そんなおり無数に送った履歴書がようやく実を結びます。ぼくの履歴書に目をとめてくれたのはセオリー。そのころ日本でもいい立地に出店しはじめていたニューヨークのファッションブランドです。

ぼくはもう、靴磨きでやっていこうと決めていたから、面接では こういいました。「23歳で独立します。社長になるための開業資金として固定給をもらう仕事がほしいんです」って。もちろんやるからには本気です。20歳で副店長に抜擢されました。

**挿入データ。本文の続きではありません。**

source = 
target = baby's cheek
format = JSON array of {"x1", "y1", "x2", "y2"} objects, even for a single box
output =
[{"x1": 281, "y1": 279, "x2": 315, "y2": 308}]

なぜ、23歳なのか。開業までの準備期間から導き出したものですが、そこにはもうひとつの思いがありました。23歳というのは会社では ぺえぺえです。ところがおんなじ歳のぼくは社長なんです。単純に、優越感に浸りたかった(笑)。

アグレッシブな修業時代

休みの日は路上で靴を磨く日々が はじまりました。

はじめは東京駅を選びました。ベテランだらけのそのエリアで、たまにしか顔を出さない若造は とてもじゃないけれど太刀打ちできません。ぼくはライバルの少ない品川駅に場所を移して、固定客をつくるために毎週水曜日は かならず店開きをすると決めました。靴磨き.comという屋号で名刺もつくり、お客さんにはお礼メールを送るようになりました。

腕を磨く努力も怠りませんでした。

名の知れた路上の靴磨き職人の元には足しげく通いましたし、靴磨きについて書かれたファッション誌の記事は片っ端から集めました。業界では有名な都立皮革技術センターの無料講習会や靴クリーム会社のデモストレーションといった ためになりそうなイベントがあると聞けば おっとり刀で参加しました。友人の古着のバイヤーにお願いして古靴を買い集めてもらったことも。お湯で煮たり、レンジでチンしたりしました(笑)。